= Hans Becker-Foss =

German conductor (born 1949)

Hans Christoph Becker-Foss (born 1949 in Höxter) is a German conductor, organist and harpsichordist and professor at the Hochschule für Musik und Theater Hannover.

==Biography==
Becker-Foss studied church music in Bremen. From 1973 to 1979 he was director of the Hastedter Kantorei in Bremen. Since 1993 he has been director of the Göttinger Vokalensemble. With the NDR Radiophilharmonie and the NDR Sinfonieorchester, Jenaer Philharmonie, the Staatsorchester Rheinische Philharmonie Koblenz, the Prague Symphony Orchestra, the Folkwang Kammerorchester Essen among others.
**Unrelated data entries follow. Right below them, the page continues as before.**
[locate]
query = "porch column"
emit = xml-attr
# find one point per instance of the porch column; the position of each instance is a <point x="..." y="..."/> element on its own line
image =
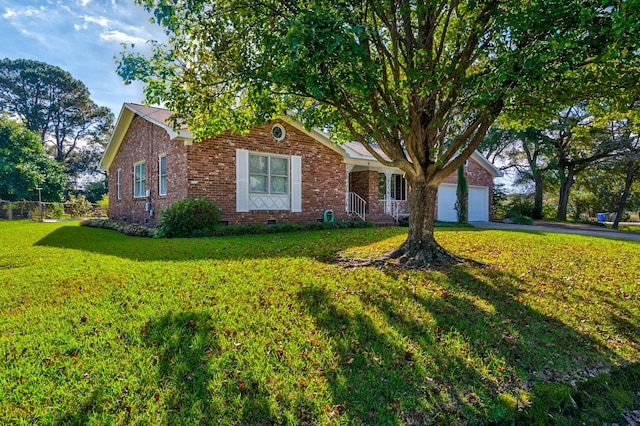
<point x="387" y="196"/>
<point x="347" y="197"/>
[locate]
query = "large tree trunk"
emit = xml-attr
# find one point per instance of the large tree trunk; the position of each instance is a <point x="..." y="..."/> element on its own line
<point x="421" y="249"/>
<point x="625" y="194"/>
<point x="538" y="195"/>
<point x="565" y="188"/>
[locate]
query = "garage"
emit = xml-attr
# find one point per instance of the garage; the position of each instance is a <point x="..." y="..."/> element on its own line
<point x="447" y="203"/>
<point x="478" y="203"/>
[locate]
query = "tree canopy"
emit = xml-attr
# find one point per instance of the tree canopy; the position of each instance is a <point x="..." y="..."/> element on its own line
<point x="422" y="79"/>
<point x="24" y="166"/>
<point x="56" y="106"/>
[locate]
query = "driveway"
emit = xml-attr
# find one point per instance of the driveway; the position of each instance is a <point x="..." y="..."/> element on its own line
<point x="563" y="228"/>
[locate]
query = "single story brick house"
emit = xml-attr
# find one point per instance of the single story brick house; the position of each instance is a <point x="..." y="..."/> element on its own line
<point x="278" y="172"/>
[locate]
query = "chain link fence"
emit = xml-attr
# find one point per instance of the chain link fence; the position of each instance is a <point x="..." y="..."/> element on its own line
<point x="38" y="211"/>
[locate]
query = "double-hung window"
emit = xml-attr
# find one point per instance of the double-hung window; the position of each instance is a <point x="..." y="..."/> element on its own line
<point x="162" y="174"/>
<point x="268" y="174"/>
<point x="139" y="180"/>
<point x="397" y="187"/>
<point x="118" y="184"/>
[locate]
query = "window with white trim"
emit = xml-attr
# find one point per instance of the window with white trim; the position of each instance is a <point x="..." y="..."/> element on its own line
<point x="118" y="177"/>
<point x="162" y="174"/>
<point x="139" y="180"/>
<point x="268" y="174"/>
<point x="398" y="186"/>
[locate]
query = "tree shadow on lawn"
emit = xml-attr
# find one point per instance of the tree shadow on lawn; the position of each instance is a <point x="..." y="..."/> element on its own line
<point x="324" y="246"/>
<point x="189" y="359"/>
<point x="470" y="353"/>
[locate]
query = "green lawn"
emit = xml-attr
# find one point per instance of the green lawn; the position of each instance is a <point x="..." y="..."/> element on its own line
<point x="97" y="327"/>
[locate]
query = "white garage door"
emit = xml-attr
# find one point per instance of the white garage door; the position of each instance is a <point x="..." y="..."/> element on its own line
<point x="446" y="203"/>
<point x="478" y="204"/>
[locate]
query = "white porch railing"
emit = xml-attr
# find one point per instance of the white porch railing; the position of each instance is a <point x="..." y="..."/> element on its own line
<point x="357" y="205"/>
<point x="395" y="208"/>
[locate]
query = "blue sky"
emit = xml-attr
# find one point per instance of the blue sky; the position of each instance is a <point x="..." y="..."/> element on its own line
<point x="81" y="37"/>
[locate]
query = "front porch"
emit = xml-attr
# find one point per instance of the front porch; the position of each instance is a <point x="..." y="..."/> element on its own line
<point x="379" y="196"/>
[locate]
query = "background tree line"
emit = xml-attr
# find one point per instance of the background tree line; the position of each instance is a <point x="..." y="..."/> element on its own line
<point x="576" y="160"/>
<point x="46" y="101"/>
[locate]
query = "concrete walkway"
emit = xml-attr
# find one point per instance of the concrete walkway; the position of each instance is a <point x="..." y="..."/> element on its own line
<point x="563" y="228"/>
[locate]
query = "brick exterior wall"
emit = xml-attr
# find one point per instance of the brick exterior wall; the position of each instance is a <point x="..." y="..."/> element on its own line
<point x="145" y="141"/>
<point x="212" y="174"/>
<point x="365" y="184"/>
<point x="208" y="169"/>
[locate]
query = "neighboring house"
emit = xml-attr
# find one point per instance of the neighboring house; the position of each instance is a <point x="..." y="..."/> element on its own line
<point x="278" y="172"/>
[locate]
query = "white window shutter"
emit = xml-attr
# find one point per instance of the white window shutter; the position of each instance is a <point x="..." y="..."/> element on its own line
<point x="296" y="183"/>
<point x="242" y="180"/>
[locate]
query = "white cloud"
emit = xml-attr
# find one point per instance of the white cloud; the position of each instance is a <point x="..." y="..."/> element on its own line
<point x="10" y="13"/>
<point x="121" y="37"/>
<point x="99" y="20"/>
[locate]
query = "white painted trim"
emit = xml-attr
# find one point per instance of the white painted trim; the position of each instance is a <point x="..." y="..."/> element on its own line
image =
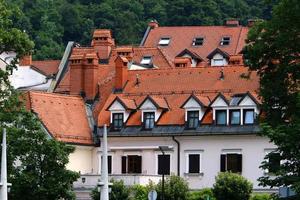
<point x="187" y="153"/>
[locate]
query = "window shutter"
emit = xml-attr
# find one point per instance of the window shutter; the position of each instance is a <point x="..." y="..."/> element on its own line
<point x="239" y="156"/>
<point x="223" y="162"/>
<point x="139" y="165"/>
<point x="124" y="158"/>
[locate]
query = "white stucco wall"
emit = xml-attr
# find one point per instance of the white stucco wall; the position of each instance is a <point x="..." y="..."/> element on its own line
<point x="252" y="148"/>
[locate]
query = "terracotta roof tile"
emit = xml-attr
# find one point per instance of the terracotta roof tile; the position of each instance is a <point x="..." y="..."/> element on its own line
<point x="48" y="67"/>
<point x="63" y="116"/>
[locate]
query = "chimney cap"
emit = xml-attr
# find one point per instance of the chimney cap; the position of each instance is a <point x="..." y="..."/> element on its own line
<point x="153" y="24"/>
<point x="232" y="22"/>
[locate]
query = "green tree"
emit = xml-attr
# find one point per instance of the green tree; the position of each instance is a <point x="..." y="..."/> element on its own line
<point x="273" y="50"/>
<point x="231" y="186"/>
<point x="36" y="163"/>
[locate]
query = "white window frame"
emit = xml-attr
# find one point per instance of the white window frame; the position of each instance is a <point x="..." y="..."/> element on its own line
<point x="189" y="152"/>
<point x="156" y="161"/>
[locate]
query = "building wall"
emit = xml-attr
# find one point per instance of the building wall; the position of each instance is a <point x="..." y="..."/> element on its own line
<point x="252" y="149"/>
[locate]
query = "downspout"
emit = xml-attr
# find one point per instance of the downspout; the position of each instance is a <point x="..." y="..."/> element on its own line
<point x="178" y="155"/>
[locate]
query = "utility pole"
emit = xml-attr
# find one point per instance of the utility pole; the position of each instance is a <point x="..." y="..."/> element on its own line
<point x="3" y="189"/>
<point x="104" y="169"/>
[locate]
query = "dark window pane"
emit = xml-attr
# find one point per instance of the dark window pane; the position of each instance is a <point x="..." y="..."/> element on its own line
<point x="134" y="164"/>
<point x="164" y="164"/>
<point x="192" y="119"/>
<point x="149" y="120"/>
<point x="194" y="163"/>
<point x="249" y="116"/>
<point x="221" y="117"/>
<point x="274" y="160"/>
<point x="124" y="165"/>
<point x="234" y="162"/>
<point x="235" y="116"/>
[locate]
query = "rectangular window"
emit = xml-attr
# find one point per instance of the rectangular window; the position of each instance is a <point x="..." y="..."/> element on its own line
<point x="225" y="41"/>
<point x="117" y="121"/>
<point x="235" y="117"/>
<point x="131" y="164"/>
<point x="274" y="161"/>
<point x="198" y="41"/>
<point x="109" y="163"/>
<point x="146" y="60"/>
<point x="248" y="116"/>
<point x="194" y="163"/>
<point x="231" y="162"/>
<point x="192" y="119"/>
<point x="164" y="164"/>
<point x="221" y="117"/>
<point x="149" y="120"/>
<point x="164" y="41"/>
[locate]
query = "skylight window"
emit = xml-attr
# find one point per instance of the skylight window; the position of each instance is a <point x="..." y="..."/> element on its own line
<point x="146" y="60"/>
<point x="164" y="41"/>
<point x="225" y="41"/>
<point x="198" y="41"/>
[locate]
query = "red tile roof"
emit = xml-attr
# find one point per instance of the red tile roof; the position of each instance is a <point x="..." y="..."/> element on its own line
<point x="48" y="67"/>
<point x="182" y="38"/>
<point x="63" y="116"/>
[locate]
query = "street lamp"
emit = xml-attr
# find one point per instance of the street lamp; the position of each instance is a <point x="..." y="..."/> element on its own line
<point x="163" y="149"/>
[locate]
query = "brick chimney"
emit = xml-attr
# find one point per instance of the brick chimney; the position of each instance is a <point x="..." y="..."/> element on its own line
<point x="84" y="75"/>
<point x="90" y="73"/>
<point x="103" y="43"/>
<point x="76" y="74"/>
<point x="232" y="22"/>
<point x="26" y="60"/>
<point x="153" y="24"/>
<point x="121" y="73"/>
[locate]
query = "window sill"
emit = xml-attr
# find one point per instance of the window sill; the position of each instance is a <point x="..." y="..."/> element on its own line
<point x="194" y="174"/>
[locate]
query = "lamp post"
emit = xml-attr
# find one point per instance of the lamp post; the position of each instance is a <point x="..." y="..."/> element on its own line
<point x="3" y="184"/>
<point x="163" y="149"/>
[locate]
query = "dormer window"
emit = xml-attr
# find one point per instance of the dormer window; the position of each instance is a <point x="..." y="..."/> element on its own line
<point x="221" y="117"/>
<point x="248" y="116"/>
<point x="225" y="41"/>
<point x="117" y="121"/>
<point x="198" y="41"/>
<point x="164" y="41"/>
<point x="149" y="120"/>
<point x="146" y="60"/>
<point x="192" y="119"/>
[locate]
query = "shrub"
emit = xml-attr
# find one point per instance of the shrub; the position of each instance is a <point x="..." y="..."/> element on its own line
<point x="118" y="191"/>
<point x="232" y="186"/>
<point x="261" y="197"/>
<point x="138" y="192"/>
<point x="202" y="194"/>
<point x="176" y="188"/>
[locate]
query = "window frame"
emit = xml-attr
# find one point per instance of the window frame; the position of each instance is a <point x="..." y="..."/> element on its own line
<point x="145" y="119"/>
<point x="244" y="116"/>
<point x="230" y="117"/>
<point x="113" y="121"/>
<point x="216" y="117"/>
<point x="188" y="112"/>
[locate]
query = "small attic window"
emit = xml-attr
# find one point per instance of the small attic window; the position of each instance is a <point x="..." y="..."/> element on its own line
<point x="225" y="41"/>
<point x="164" y="41"/>
<point x="146" y="60"/>
<point x="198" y="41"/>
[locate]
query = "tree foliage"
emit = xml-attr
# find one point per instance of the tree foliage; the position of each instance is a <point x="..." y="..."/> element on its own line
<point x="231" y="186"/>
<point x="51" y="24"/>
<point x="36" y="163"/>
<point x="273" y="50"/>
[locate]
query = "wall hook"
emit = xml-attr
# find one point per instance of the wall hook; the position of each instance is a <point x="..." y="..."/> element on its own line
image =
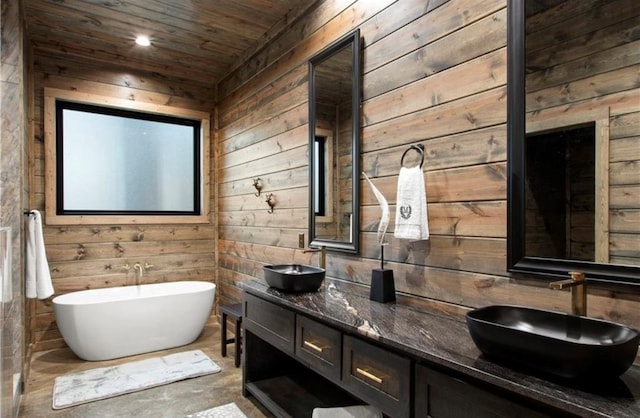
<point x="271" y="201"/>
<point x="257" y="183"/>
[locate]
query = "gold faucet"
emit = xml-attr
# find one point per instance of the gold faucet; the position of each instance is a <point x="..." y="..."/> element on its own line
<point x="322" y="258"/>
<point x="578" y="286"/>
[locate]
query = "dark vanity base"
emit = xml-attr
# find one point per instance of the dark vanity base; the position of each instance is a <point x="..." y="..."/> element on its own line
<point x="284" y="386"/>
<point x="329" y="348"/>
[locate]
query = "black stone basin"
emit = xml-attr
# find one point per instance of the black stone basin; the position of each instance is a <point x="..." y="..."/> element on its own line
<point x="294" y="278"/>
<point x="553" y="343"/>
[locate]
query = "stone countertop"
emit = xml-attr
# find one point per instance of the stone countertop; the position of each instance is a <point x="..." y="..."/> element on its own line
<point x="442" y="338"/>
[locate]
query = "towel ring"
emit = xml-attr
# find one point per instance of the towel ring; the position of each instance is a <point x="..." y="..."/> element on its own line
<point x="419" y="148"/>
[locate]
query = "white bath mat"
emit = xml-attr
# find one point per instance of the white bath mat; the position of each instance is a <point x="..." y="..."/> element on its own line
<point x="229" y="410"/>
<point x="105" y="382"/>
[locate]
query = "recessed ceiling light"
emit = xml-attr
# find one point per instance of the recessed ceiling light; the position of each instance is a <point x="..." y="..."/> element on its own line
<point x="143" y="40"/>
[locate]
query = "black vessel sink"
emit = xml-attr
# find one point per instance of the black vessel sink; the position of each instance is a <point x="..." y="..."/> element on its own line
<point x="566" y="346"/>
<point x="295" y="278"/>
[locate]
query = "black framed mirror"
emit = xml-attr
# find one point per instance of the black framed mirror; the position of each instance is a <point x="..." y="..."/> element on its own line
<point x="574" y="139"/>
<point x="334" y="150"/>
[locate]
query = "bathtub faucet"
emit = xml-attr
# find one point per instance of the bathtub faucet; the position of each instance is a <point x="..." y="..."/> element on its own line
<point x="138" y="267"/>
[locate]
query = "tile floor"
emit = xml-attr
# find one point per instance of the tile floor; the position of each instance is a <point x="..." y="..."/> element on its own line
<point x="170" y="401"/>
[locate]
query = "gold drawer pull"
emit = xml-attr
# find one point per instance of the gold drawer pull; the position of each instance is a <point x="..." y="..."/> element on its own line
<point x="313" y="346"/>
<point x="369" y="375"/>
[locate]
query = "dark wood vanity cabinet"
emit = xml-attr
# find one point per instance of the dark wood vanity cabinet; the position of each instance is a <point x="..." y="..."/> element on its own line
<point x="440" y="395"/>
<point x="294" y="363"/>
<point x="270" y="322"/>
<point x="378" y="376"/>
<point x="318" y="346"/>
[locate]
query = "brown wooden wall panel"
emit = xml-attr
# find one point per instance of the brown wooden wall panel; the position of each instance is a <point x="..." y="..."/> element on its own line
<point x="94" y="256"/>
<point x="434" y="74"/>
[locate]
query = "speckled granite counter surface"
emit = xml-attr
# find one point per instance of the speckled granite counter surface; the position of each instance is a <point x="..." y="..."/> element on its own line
<point x="443" y="339"/>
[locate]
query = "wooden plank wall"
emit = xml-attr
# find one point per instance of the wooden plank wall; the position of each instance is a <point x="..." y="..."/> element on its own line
<point x="87" y="257"/>
<point x="434" y="73"/>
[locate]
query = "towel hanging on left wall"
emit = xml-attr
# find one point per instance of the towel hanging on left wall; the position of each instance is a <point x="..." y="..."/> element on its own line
<point x="38" y="277"/>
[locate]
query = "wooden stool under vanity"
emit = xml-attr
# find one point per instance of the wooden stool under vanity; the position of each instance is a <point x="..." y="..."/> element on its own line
<point x="235" y="312"/>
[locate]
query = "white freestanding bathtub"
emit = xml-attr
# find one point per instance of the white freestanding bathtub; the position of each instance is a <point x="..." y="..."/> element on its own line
<point x="103" y="324"/>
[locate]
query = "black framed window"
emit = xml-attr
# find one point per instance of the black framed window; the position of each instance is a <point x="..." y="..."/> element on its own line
<point x="113" y="161"/>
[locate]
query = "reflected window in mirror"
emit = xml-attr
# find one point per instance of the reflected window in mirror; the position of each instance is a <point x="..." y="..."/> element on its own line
<point x="560" y="194"/>
<point x="574" y="204"/>
<point x="123" y="164"/>
<point x="334" y="118"/>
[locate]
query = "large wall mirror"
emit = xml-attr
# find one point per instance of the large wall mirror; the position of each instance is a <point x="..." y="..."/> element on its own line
<point x="334" y="120"/>
<point x="574" y="138"/>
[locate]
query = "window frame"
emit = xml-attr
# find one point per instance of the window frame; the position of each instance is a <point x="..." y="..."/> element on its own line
<point x="55" y="216"/>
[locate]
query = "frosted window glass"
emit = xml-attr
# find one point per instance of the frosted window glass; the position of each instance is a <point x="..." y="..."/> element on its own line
<point x="120" y="164"/>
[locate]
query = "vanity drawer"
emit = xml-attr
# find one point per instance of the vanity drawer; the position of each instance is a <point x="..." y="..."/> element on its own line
<point x="270" y="322"/>
<point x="378" y="376"/>
<point x="319" y="346"/>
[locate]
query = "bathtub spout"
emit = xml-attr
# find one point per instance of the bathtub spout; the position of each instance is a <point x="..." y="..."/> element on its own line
<point x="138" y="267"/>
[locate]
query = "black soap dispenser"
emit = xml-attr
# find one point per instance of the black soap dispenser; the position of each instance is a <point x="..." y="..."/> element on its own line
<point x="382" y="283"/>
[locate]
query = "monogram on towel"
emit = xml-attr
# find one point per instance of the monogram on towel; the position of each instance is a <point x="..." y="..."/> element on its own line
<point x="411" y="205"/>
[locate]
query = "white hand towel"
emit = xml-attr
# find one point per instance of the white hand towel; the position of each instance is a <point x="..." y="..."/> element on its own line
<point x="411" y="205"/>
<point x="358" y="411"/>
<point x="38" y="276"/>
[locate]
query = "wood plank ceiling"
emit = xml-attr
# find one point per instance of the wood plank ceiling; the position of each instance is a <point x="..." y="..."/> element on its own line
<point x="199" y="40"/>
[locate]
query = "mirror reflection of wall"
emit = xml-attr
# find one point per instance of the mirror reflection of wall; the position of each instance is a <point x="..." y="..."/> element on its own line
<point x="581" y="74"/>
<point x="560" y="194"/>
<point x="334" y="139"/>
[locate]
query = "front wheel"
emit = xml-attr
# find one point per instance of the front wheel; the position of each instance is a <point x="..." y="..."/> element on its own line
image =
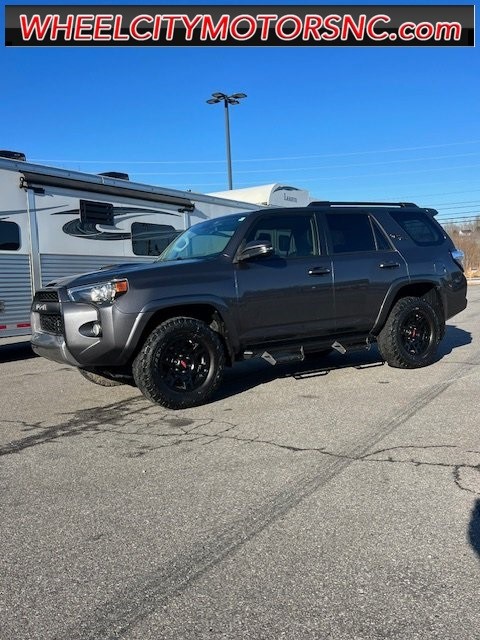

Becker-Foss has contributed to many performances of Schubert, Mendelssohn, Schumann, Brahms and Mahler and has conducted the Capella Classica in works of Mozart, Beethoven, Haydn and Schubert. Since 1980 he has been a lecturer of organ and early music at the Hochschule für Musik und Theater Hannover, appointed professor in 1993. Essentially a specialist for Baroque organ music, he has performed the works of Dieterich Buxtehude, Couperin and Bach. He is a recipient of the Preis der deutschen Schallplattenkritik in 2001.